The three international agencies that have been successful thus far are National Aeronautics and Space Administration (NASA) of the USA, Roscosmos of Russia and the European Space Agency (ESA).


Mars Orbiter Mission Mangalyaan is designed to orbit Mars in an elliptical orbit of 372 km by 80,000 km. Reports suggest the mission will take nine months to reach Mars. The orbit around Mars would also take nine months.


The Polar Satellite Launching Vehicle (PSLV), which had its 25th successful launch today, will send the spacecraft into 250*23000 km orbit with an angle of 17.86 degree. Incidentally, the minimum energy transfer requirement from Earth to Mars occurs once in 26 months.

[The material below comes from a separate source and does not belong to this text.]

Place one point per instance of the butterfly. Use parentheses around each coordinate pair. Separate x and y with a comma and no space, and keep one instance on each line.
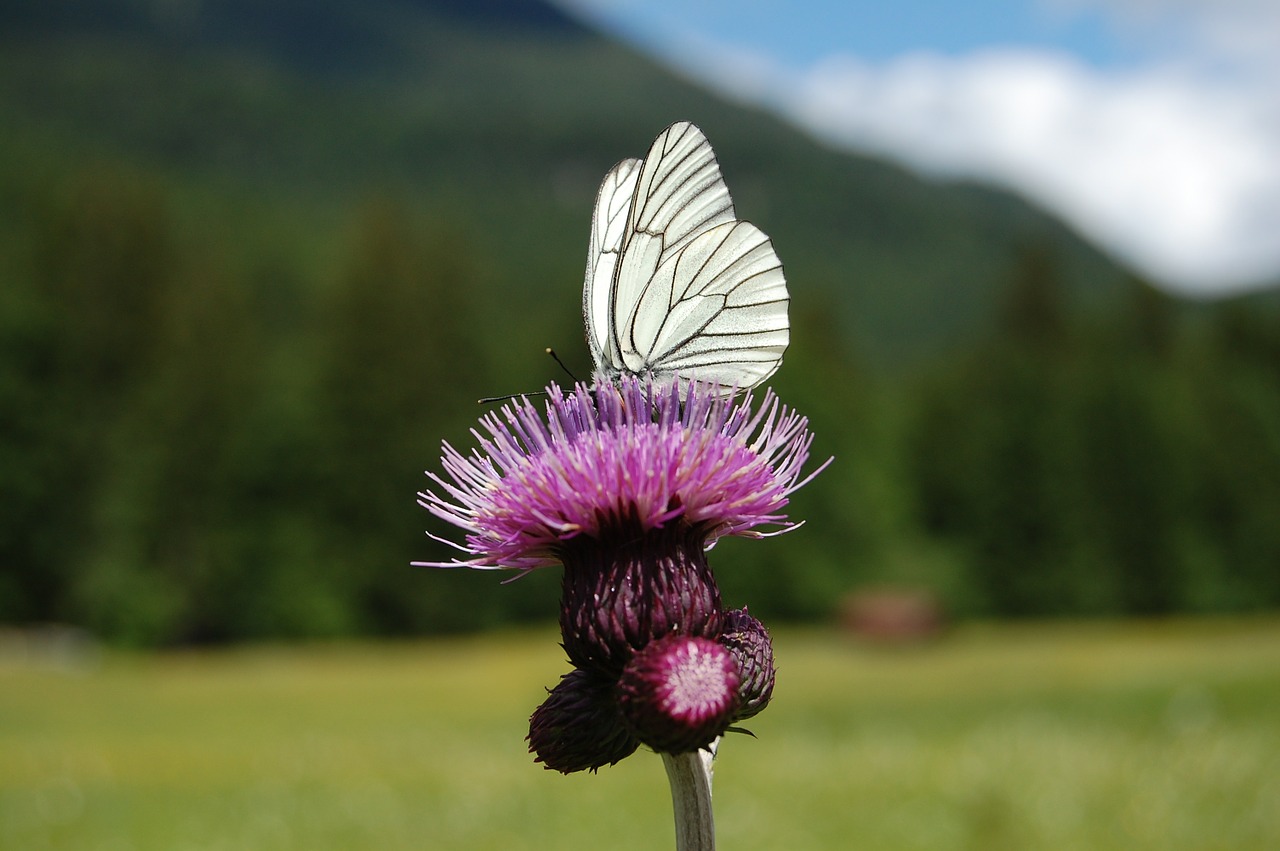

The satellite is carrying scientific equipment (15kg) for the desired objectives, which are listed below:


Primary Objectives Payload of Equipment
Escape process of Mars upper atmosphere throughDeuteriam/Hydrogen Lyman Alpha Photometer (LAP)
Detect presence of Methane Methane Sensor for Mars (MSM)
Study natural composition of Martian upper atmosphere Martian Exospheric Composition Explorer (MENCA)
Optical Imaging Mars Colour Camera (MCC)
Map surface composition and mineralogy TIR imaging spectrometer (TIS)



There are two broad objectives of the mission – technological and scientific. The technological objectives are to design a mission which will survive and complete 300 days operation; deep space communications and navigation and ability to handle contingency situations.


The scientific aims of the mission encompass exploration of Mars surface features, mineralogy and atmosphere by using indigenous equipment.


The budget for the mission over the last 2 years stands at Rs 292 crore. IndiaSpend earlier wrote that ISRO’s total budget from 2003-04 to 2012-13 was Rs 43,867 crore, which is an average of Rs 4,386 crore every year. It can be assumed safely that ISRO’s budget since its inception would only be twice or thrice as NASA’s yearly budget (around $17 billion). However, even with such low allocations, ISRO has successfully launched 100 missions till now.